On balance, I think it's quite likely the economy is going to improve, and surprisingly so. Ordinarily that would be great news for the equity market, since a stronger than expected economy should result in stronger than expected profits. But the market is still cautious, so good news is going to be met with increased skepticism: if the Fed raises rates as the economy improves, the market will worry that higher rates will increase the risk of recession. And even if the Fed is slow to raise rates, the market will see that as a sign that inflation is likely to move higher, and that would in turn increase the odds of more aggressive Fed tightening and eventually another recession. In short, we're probably going to see the market climb periodic walls of worry, just as it has for the past several years.

Risk assets should do well in this environment, given time, but there will be headwinds. Rising Treasury yields will act to keep PE ratios from rising further, so equity market gains are likely to be driven mainly by stronger-than-expected earnings. At the same  time, higher bond yields will make it easier to people to exit stocks (very low yields today make being short stocks very painful).
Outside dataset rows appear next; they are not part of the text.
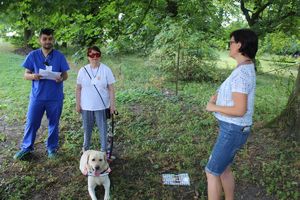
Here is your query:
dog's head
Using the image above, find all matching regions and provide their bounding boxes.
[80,150,109,175]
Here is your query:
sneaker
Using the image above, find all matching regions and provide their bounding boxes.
[48,151,57,159]
[14,150,30,160]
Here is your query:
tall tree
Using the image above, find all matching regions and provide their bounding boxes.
[240,0,300,141]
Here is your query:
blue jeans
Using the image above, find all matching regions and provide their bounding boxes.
[21,99,63,152]
[82,110,107,152]
[205,121,250,176]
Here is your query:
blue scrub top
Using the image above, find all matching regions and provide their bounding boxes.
[22,49,70,101]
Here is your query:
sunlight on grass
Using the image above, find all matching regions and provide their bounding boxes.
[0,41,298,200]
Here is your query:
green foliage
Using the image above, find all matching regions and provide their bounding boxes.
[262,31,300,55]
[0,39,299,200]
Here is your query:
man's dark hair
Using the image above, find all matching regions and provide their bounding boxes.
[230,29,258,59]
[40,28,54,36]
[86,46,101,56]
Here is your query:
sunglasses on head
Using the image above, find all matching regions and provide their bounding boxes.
[89,53,100,58]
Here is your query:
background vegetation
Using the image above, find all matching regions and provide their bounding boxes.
[0,0,300,200]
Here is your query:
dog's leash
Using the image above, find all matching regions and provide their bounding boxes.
[86,167,111,177]
[106,110,119,161]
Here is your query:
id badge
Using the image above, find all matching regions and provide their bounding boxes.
[46,65,52,72]
[91,78,97,85]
Emerging market economies are so far behind their developed counterparts that they have tremendous upside potential in a world that is increasingly prosperous, but a stronger than expected US economy is likely to boost the dollar, which in turn would put pressure on commodity markets and the emerging economies that depend on them.

I continue to believe that gold is trading at a significant premium to its long-term, inflation-adjusted price (which I estimate to be around $600/oz.) because the world is still risk-averse. So a stronger US economy and a stronger dollar would spell bad news for gold. Who needs gold if real yields and real growth are rising?
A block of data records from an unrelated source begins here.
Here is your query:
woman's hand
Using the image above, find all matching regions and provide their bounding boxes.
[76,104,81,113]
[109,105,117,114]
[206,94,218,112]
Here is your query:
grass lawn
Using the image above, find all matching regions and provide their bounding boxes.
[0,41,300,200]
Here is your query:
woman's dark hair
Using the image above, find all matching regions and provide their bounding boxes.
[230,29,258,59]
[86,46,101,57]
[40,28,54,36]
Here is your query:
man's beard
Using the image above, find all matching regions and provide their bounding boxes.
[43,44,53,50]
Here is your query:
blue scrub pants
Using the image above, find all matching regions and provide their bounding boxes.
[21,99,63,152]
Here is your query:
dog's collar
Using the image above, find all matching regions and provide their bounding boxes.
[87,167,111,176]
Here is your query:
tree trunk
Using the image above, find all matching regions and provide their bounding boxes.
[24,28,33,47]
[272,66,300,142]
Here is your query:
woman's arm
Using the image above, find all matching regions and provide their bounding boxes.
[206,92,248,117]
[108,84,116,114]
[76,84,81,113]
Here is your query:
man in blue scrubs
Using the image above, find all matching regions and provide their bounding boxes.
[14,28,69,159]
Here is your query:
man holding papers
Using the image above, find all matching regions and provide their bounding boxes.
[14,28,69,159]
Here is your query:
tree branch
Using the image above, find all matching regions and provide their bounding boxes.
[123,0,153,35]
In order to judge whether things are playing out in a healthy fashion, it will be critical to periodically assess the status of the world's demand for money—particularly bank reserves, of which there are over $2 trillion in excess of what is needed for banks to collateralize their deposits. If banks' demand to hold excess reserves declines faster than the Fed's willingness to drain reserves and/or raise the interest rate it pays on reserves, then higher inflation is almost sure to rear its ugly head. Signs of that happening would likely be seen in rising inflation expectations, a falling dollar, a steeper yield curve, and/or rising gold and commodity prices.

The world is on the cusp of a new chapter of stronger growth, led by US tax reform. The US economy has plenty of upside potential, given the past 8 years of sub-par growth and a significant decline in the labor force participation rate and lingering risk aversion. Tax reform can and should unleash that underutilized potential and boost confidence. The future looks bright, but there are, of course, lots of things that could go wrong (e.g., North Korea, the Middle East, Trump's ego, the Fed) so if and as the world becomes less risk averse, an investor would be wise to remain cautious, since very few things these days are obviously cheap. On the other hand, Treasuries, and bond yields in general, look very low and should thus be approached with great caution.